Les méthodes du crime évo­luent avec les nou­velles tech­no­lo­gies dans une société en muta­tion. Si la notion de ter­ri­toire phy­sique à se par­ta­ger reste encore la règle pour une cri­mi­na­lité de petite enver­gure, elle tombe en désué­tude avec l’émergence de cyber-voyous. Mas­simo Car­lotto, avec Le souffle court, le pre­mier volet d’une tri­lo­gie, se pro­pose de mettre en scène ces nou­velles mafias dans leurs œuvres.
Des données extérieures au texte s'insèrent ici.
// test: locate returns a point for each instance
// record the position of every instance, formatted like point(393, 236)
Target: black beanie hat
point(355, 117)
Une réussite !

Ils sont quatre à être sor­tis, diplô­més en éco­no­mie, d’une pres­ti­gieuse uni­ver­sité anglaise, quatre déci­dés à s’affranchir de leurs aînés et à prendre leur des­tin en main.
Zosim Kataev fait par­tie de l’Organizatsya, une mafia russe. Sunil Baner­jee est le seul reje­ton mâle d’une famille indienne qui gère une chaîne de res­tau­rants. Giu­seppe Cru­ciani dépend de la Camorra et Inez Thei­ler est la fille d’un ban­quier suisse.
Zosim orga­nise l’assassinat de son men­tor et de tous ses lieu­te­nants pour rejoindre les rangs du FSB (le nou­veau KGB) sous les ordres du colo­nel Vori­lov. Ulita, une lieu­te­nante, est son agent de liai­son et… sa maî­tresse. Giu­seppe s’est affran­chi de ses mafieux en les fai­sant jeter en pri­son tout en res­tant ano­nyme. Tous quatre, pen­dant leurs études, ont concocté un plan : “…si génial et fou qu’il valait la peine de tout jouer sur lui. Y com­pris sa vie.“
À Ciu­dad del Este, à la fron­tière vol­ca­nique entre le Para­guay, le Bré­sil et l’Argentine, Este­ban Gar­rin­cha, le second d’un par­rain local, a fait le mau­vais choix dans la déloyauté. Il est tra­qué par tous. Un boss de la mafia pau­liste, au Bré­sil, l’envoie à Mar­seille.
Ber­na­dette Bour­det est com­mis­saire. À la suite d’une enquête sur la “Clique Bré­mont”, elle s’est retrou­vée sur la touche. Avec trois ins­pec­teurs, au passé lourd et hasar­deux, elle mène un com­bat occulte, avec des méthodes peu ortho­doxes, contre les nar­co­tra­fi­quants dans la cité pho­céenne. Elle conserve tou­jours l’espoir de confondre le groupe mené par ce député.
Zosim, sur ordre, ne rejoint pas Zurich, comme prévu, mais Mar­seille. Ses amis le suivent et s’installent pour mettre en œuvre le plan génial qu’ils ont conçu…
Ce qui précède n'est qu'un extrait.